Methods: Data come from the Biomarker project (n = 1,053) of the Midlife Development in the United States study. Latent profile analysis was used to identify sub-groups with differing childhood maltreatment type and chronicity. We then test our mediation hypothesis using a product of coefficients method procedure.

Results: Two vulnerable sub-groups were identified (Class 2: Emotional and physical maltreatment class, n = 52, and Class 3: Sexual abuse class, n = 79) along with a normative sub-group (Class 1: Normative class, n = 922) comprising of a majority of adults. Both vulnerable sub-groups had higher levels of perceived stress in late adulthood. Perceived stress mediated the association between both vulnerable sub-groups and depressive symptoms.

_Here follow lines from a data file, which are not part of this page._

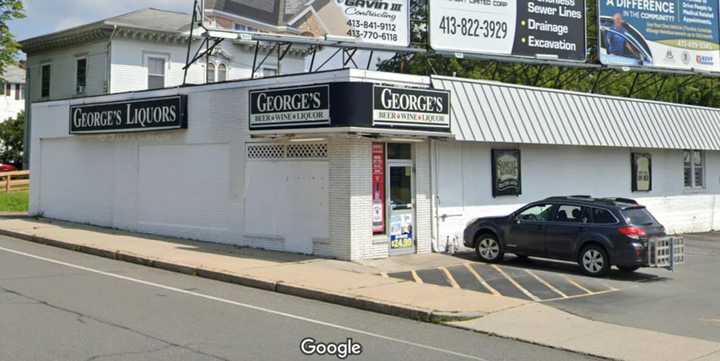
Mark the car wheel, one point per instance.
(594, 261)
(628, 269)
(488, 248)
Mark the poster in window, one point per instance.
(506, 177)
(378, 183)
(641, 172)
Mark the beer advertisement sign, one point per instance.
(506, 173)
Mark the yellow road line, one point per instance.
(572, 282)
(416, 277)
(580, 296)
(482, 281)
(523, 290)
(547, 284)
(449, 277)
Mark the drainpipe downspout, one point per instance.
(108, 68)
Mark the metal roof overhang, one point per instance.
(492, 112)
(371, 132)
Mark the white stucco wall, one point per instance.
(190, 183)
(463, 184)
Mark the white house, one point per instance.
(12, 92)
(144, 49)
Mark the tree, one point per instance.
(688, 89)
(12, 134)
(9, 10)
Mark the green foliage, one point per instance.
(14, 202)
(688, 89)
(9, 10)
(12, 133)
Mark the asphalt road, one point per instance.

Physiological stress dysregulation mediated the association only between the emotional and physical maltreatment class and depressive symptoms in late adulthood.

Conclusion: Therapeutic approaches targeted at prevention of perceived stress for both vulnerable sub-groups identified in this study and those targeting physiological dysregulation in addition for the emotional and physical maltreatment class could be critical for depressive symptom recovery.

Disclosure statement

The authors report no conflict of interest.

Ethical approval

The study uses pre-existing data from the MIDUS study that was reviewed and deemed as a category 4 exemption for Human Subjects Research by the Purdue University IRB. All procedures performed in studies involving human participants were in accordance with the ethical standards of the institutional and/or national research committee.

Additional information

Funding

Dr. Marceau was supported by the National Institute on Drug Abuse (K01DA039288, Marceau).